If the Headmaster or the Proctors in Ravenhouse, dedicated to protecting us from the heretics and viral creatures, found out I was getting letters from a condemned madman, I’d be locked up as quickly as Conrad had been. I unfolded the thick paper, feeling the fibers coarse against my fingertips, expecting something like the last letter:

Winter comes with sharp teeth

Wind to polish my bones

Which, burned, read:

Dear Aoife,

Cold here, and snowing, dreary and dark as the Catacombs in Ravenhouse at home …

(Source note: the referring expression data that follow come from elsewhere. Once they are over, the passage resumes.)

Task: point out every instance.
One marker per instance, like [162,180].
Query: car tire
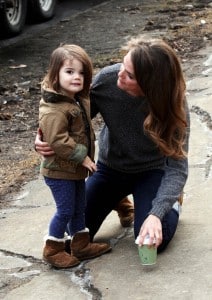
[12,17]
[42,10]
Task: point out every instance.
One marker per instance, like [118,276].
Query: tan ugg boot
[125,210]
[54,254]
[82,248]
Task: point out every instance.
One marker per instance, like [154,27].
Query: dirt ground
[186,25]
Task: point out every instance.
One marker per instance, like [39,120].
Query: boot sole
[61,267]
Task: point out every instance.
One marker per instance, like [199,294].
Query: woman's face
[126,78]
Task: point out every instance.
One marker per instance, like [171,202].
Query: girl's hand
[42,147]
[89,164]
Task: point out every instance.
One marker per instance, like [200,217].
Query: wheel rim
[45,4]
[13,11]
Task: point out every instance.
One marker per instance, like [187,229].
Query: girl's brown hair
[159,74]
[51,80]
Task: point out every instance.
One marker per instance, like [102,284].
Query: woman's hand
[42,147]
[153,228]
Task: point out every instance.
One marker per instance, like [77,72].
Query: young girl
[65,124]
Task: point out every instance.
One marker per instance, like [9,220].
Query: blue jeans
[69,196]
[106,187]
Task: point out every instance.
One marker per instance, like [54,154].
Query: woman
[144,143]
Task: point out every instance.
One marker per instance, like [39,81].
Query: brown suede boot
[83,249]
[54,254]
[125,210]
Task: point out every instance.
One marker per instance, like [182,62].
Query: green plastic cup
[147,254]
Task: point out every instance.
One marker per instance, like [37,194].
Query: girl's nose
[121,73]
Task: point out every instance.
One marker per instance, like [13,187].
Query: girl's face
[126,78]
[71,77]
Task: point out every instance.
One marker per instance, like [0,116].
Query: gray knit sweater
[123,145]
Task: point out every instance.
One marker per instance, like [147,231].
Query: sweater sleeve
[173,181]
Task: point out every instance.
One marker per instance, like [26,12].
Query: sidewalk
[183,271]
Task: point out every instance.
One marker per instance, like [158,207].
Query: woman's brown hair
[68,51]
[159,74]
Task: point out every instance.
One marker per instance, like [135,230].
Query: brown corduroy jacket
[66,126]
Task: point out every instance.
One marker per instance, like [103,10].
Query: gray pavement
[183,271]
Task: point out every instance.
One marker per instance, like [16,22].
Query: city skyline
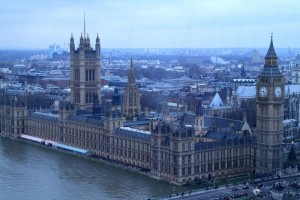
[155,24]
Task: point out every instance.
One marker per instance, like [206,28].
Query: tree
[292,157]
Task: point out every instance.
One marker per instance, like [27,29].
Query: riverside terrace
[171,151]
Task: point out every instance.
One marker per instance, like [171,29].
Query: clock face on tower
[278,91]
[263,91]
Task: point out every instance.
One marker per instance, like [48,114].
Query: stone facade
[85,72]
[270,114]
[131,107]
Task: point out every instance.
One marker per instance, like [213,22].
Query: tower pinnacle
[84,24]
[271,52]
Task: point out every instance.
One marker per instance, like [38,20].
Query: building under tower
[269,115]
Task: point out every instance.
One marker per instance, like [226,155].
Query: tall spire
[271,52]
[84,24]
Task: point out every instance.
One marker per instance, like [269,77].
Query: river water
[32,172]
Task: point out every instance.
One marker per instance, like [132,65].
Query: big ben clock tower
[269,114]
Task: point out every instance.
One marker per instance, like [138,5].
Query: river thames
[32,172]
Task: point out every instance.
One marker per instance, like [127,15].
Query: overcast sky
[35,24]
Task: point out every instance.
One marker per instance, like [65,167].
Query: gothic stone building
[270,113]
[170,151]
[85,72]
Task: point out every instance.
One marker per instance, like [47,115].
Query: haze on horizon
[151,24]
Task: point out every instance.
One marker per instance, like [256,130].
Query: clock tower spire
[269,114]
[131,106]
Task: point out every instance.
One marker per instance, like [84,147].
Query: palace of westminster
[177,152]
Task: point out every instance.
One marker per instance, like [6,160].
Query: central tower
[269,115]
[131,107]
[85,72]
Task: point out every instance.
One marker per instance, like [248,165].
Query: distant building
[54,49]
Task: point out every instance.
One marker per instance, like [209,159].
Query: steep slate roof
[133,133]
[246,91]
[222,123]
[216,102]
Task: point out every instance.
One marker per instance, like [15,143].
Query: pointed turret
[131,63]
[243,73]
[97,45]
[271,57]
[131,75]
[72,45]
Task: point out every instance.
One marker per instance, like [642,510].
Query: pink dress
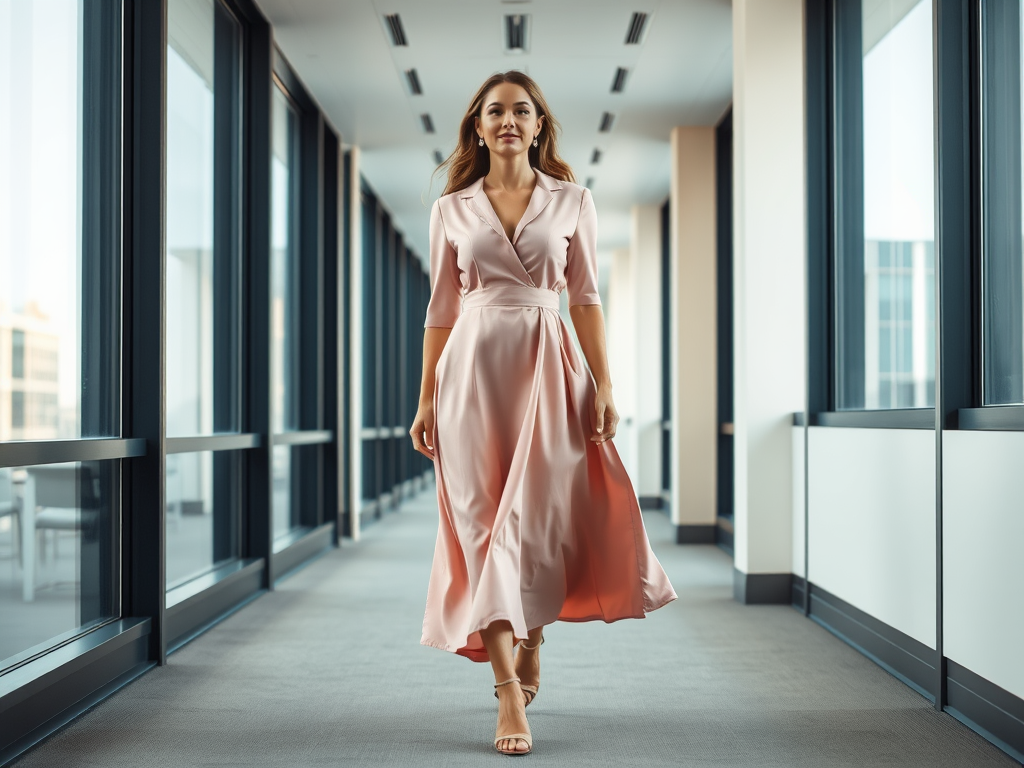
[538,522]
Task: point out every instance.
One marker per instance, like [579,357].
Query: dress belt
[511,295]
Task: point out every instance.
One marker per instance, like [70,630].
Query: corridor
[327,671]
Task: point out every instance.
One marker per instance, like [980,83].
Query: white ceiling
[681,74]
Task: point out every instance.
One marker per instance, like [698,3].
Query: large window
[885,202]
[1003,276]
[286,280]
[204,193]
[59,320]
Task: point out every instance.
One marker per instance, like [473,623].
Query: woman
[538,518]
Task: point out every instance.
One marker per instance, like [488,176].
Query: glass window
[204,190]
[57,524]
[16,353]
[285,263]
[283,508]
[202,522]
[58,245]
[1003,256]
[885,270]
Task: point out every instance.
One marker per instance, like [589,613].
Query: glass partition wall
[203,284]
[164,421]
[394,294]
[885,201]
[59,327]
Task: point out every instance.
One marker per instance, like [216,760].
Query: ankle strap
[532,647]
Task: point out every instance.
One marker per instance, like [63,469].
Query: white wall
[799,494]
[871,523]
[645,250]
[982,546]
[693,322]
[621,322]
[769,227]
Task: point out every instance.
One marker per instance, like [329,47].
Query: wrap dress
[537,522]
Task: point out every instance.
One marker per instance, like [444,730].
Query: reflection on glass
[283,508]
[202,513]
[886,318]
[284,265]
[57,554]
[1003,201]
[45,265]
[203,195]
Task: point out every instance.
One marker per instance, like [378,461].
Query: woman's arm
[589,323]
[422,430]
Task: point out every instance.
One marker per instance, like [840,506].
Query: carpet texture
[328,671]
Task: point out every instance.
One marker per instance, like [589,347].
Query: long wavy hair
[470,161]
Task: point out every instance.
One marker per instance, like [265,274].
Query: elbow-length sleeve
[445,288]
[581,258]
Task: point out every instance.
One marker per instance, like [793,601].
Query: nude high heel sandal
[529,691]
[527,736]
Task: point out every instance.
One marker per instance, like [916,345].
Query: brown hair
[470,161]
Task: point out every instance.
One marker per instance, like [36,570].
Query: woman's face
[508,122]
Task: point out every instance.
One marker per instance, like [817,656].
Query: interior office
[211,308]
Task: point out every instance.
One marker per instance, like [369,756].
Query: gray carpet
[328,671]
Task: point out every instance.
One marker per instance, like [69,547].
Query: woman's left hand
[606,418]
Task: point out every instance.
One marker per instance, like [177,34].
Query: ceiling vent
[394,27]
[414,82]
[635,32]
[516,33]
[619,84]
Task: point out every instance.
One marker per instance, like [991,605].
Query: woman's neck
[510,174]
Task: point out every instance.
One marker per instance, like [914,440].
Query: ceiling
[680,74]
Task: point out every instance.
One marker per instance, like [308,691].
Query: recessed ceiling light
[394,27]
[635,32]
[516,32]
[619,84]
[414,82]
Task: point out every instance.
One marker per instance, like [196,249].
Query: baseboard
[695,534]
[988,710]
[724,537]
[798,592]
[901,655]
[993,712]
[762,589]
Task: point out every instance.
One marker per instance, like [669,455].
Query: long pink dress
[538,522]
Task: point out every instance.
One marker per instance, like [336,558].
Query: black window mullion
[142,535]
[848,290]
[1003,304]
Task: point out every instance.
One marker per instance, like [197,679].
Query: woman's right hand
[423,429]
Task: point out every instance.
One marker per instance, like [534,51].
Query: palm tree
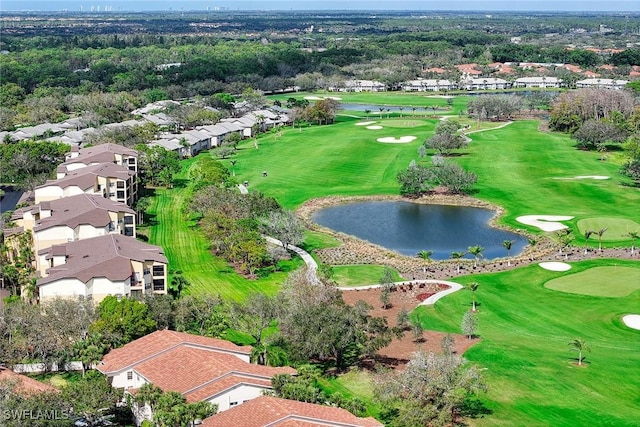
[473,287]
[634,237]
[579,345]
[426,256]
[457,255]
[507,245]
[587,234]
[600,233]
[476,251]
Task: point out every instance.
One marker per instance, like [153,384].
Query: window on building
[158,285]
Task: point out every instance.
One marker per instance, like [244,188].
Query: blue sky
[494,5]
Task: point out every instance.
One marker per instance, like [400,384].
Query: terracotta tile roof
[85,178]
[435,70]
[75,210]
[219,386]
[158,342]
[24,384]
[273,411]
[188,370]
[104,256]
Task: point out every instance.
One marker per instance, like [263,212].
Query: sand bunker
[632,321]
[591,177]
[555,266]
[401,140]
[585,177]
[545,222]
[318,98]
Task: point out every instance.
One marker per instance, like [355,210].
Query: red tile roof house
[103,153]
[112,181]
[200,368]
[275,412]
[100,266]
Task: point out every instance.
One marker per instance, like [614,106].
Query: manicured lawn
[341,159]
[356,383]
[525,330]
[617,228]
[614,282]
[356,275]
[188,251]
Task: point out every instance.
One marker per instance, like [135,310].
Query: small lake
[409,228]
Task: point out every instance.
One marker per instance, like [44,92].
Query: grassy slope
[612,282]
[342,159]
[525,329]
[187,249]
[516,166]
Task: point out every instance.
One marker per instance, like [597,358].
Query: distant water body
[409,228]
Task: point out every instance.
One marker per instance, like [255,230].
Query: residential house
[200,368]
[361,86]
[469,71]
[154,107]
[74,218]
[246,122]
[484,83]
[100,266]
[109,180]
[602,83]
[427,85]
[269,411]
[216,133]
[539,82]
[103,153]
[186,144]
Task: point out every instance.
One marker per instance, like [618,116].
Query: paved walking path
[312,265]
[453,287]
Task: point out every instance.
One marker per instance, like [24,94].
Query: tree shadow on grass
[473,407]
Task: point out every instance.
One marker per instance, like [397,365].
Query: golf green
[611,282]
[617,228]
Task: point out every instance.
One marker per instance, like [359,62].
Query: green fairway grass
[617,228]
[614,282]
[188,251]
[400,123]
[340,159]
[356,275]
[525,330]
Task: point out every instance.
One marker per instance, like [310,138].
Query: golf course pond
[409,228]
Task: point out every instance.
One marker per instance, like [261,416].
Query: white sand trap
[585,177]
[401,140]
[545,222]
[555,266]
[632,321]
[318,98]
[591,177]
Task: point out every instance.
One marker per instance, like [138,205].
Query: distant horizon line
[238,9]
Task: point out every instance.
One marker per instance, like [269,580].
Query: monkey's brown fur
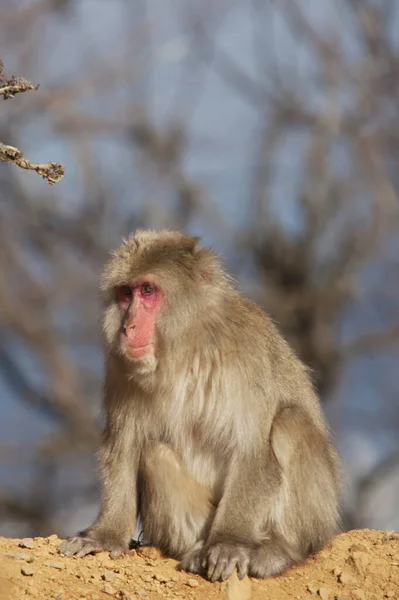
[216,436]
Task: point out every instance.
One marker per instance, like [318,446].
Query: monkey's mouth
[133,350]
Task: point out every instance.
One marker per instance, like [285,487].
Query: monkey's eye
[147,288]
[124,293]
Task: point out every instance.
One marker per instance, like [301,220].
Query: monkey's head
[158,286]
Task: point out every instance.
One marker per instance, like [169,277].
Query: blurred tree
[269,127]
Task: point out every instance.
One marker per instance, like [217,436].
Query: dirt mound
[358,565]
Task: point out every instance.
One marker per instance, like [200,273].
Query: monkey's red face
[140,304]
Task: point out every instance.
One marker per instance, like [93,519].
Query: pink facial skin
[141,303]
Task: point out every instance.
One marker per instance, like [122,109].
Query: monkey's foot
[192,560]
[219,560]
[80,546]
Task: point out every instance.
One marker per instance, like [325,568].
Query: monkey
[214,433]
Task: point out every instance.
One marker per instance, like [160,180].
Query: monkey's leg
[275,510]
[304,514]
[175,509]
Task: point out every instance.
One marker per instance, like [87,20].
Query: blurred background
[268,127]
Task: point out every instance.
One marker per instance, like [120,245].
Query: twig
[16,85]
[53,172]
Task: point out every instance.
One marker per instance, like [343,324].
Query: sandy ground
[359,565]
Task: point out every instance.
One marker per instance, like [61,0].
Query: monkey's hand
[218,560]
[81,545]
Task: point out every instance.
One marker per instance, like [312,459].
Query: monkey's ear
[197,244]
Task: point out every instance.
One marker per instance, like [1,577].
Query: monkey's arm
[113,528]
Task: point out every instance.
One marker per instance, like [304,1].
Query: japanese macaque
[214,434]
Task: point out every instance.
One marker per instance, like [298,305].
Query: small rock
[161,578]
[345,578]
[53,539]
[359,548]
[313,589]
[54,564]
[108,589]
[324,593]
[34,591]
[388,535]
[360,560]
[22,556]
[27,543]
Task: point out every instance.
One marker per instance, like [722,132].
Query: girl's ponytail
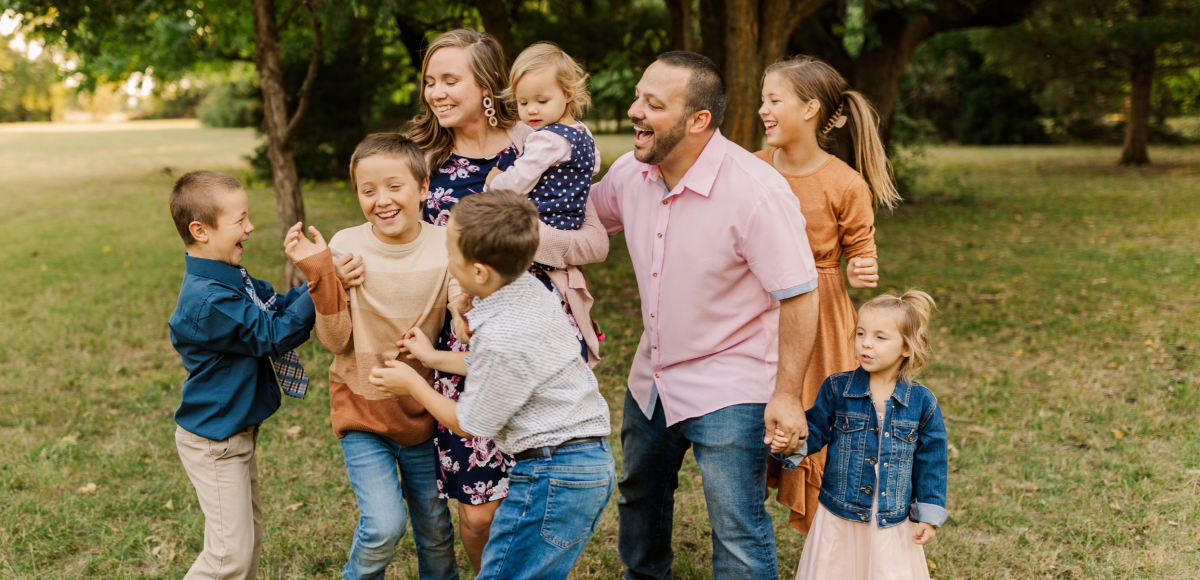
[811,78]
[870,157]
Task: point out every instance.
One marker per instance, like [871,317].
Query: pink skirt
[845,550]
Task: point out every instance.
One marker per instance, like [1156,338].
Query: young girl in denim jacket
[883,492]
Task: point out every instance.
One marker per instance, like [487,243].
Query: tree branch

Conrad never sounded mad in his letters. Then again, to anyone who didn’t know her, my mother didn’t seem particularly mad at first glance. Until she started talking about lily fields and dead girls. You had to look deep, in the cracks and crevices, to see the madness of the infection eating her insides. Once you really looked, though … there was no question it was there. Just like Conrad’s words in smoke.

This newest letter was crinkled, like it had been shoved in a pocket too quickly, and across the center of the page a single word sprawled.

HELP

I stared at the word, the word in Conrad’s hand, the desperate word glaring at me from the page. I stared for a long time, my mind whirling like a winter storm. It was so unlike him, so brief and terrifying. The Conrad I knew could always organize his thoughts, like a professor laying out a lesson plan. He was the man of our house. Conrad never asked me for my help. With anything.

I didn’t know that Conrad was in danger. I didn’t know that the letter was anything except the deranged mind of a boy driven mad with the necrovirus, spilled on the page.

But I still sat, looking at the letter and wishing I could creep away to burn the real words inside out, until Cecelia came back from her rehearsal and the heads of house dimmed the lamps for sleep.